The mapping process began with a simple line map developed using R, a programming language for visualizing statistical data. The detailed technical steps exceed the scope of this chapter, but the basic process required creating a file with the toponyms already geocoded, or assigned accurate latitude and longitude coordinates (geocoding is the translation of a place name into these numerical coordinates; I used the GPS Visualizer website and an API key from Bing Maps, which, in tandem, yielded a comma separated format that imported easily into other applications for sorting, analyzing, and plotting). The R console could process and overlay these geocoded data on a stock map projection from one of the available R libraries. The result from an early iteration of the project appears here.
Figure 5. A map projection of geolocative survey data rendered in R.

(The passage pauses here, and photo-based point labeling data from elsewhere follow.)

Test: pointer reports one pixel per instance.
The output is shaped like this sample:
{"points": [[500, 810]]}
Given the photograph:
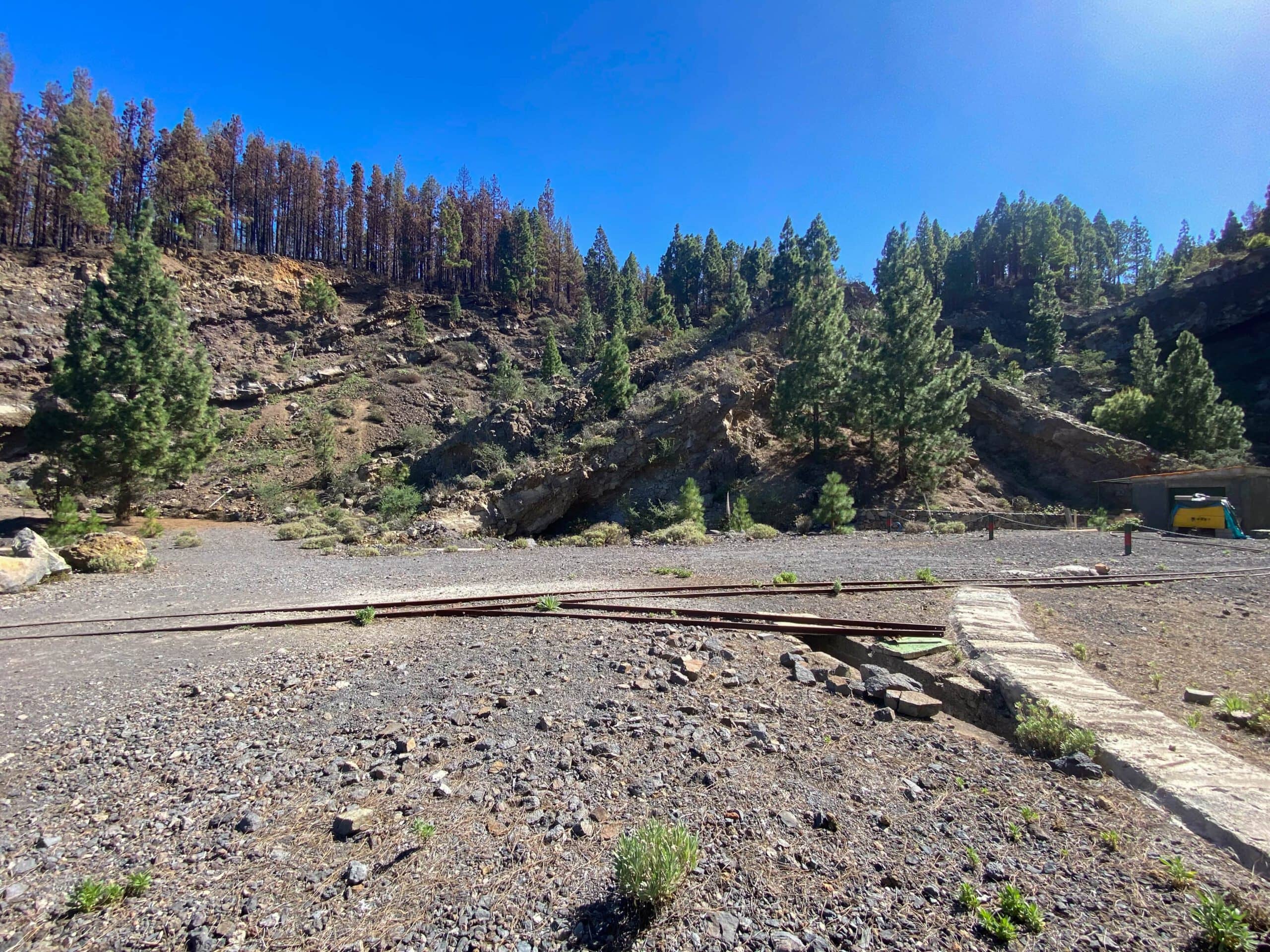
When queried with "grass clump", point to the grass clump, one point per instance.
{"points": [[1019, 910], [997, 927], [1044, 730], [677, 572], [653, 862], [1222, 926], [681, 534], [1176, 873]]}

The rudimentary line map positions a marker where a scholar is currently located and adds radiating lines to all of the locations where that scholar has studied or worked. This approach to mapping career activity is synchronic (see Figure 6); the visual representation suggests the cumulative presence of every past position is bundled together, emanating from a locus situated in the here and now. I consider this a career footprint; it resembles a starburst or hub and spoke pattern. As a function of representing networks visually, it is understood to be a reductive, limited scope representation of merely one slice of professional activity, though it is nevertheless an invaluable way of grasping complex cross-border activity at the outset. In terms of interdependencies, this projection reflects numerous cross-border traversals. And yet the visual output from R was not quite satisficient (Simon, 1991). The map data in this early draft was neither satisfyingly navigable nor sufficiently selectable.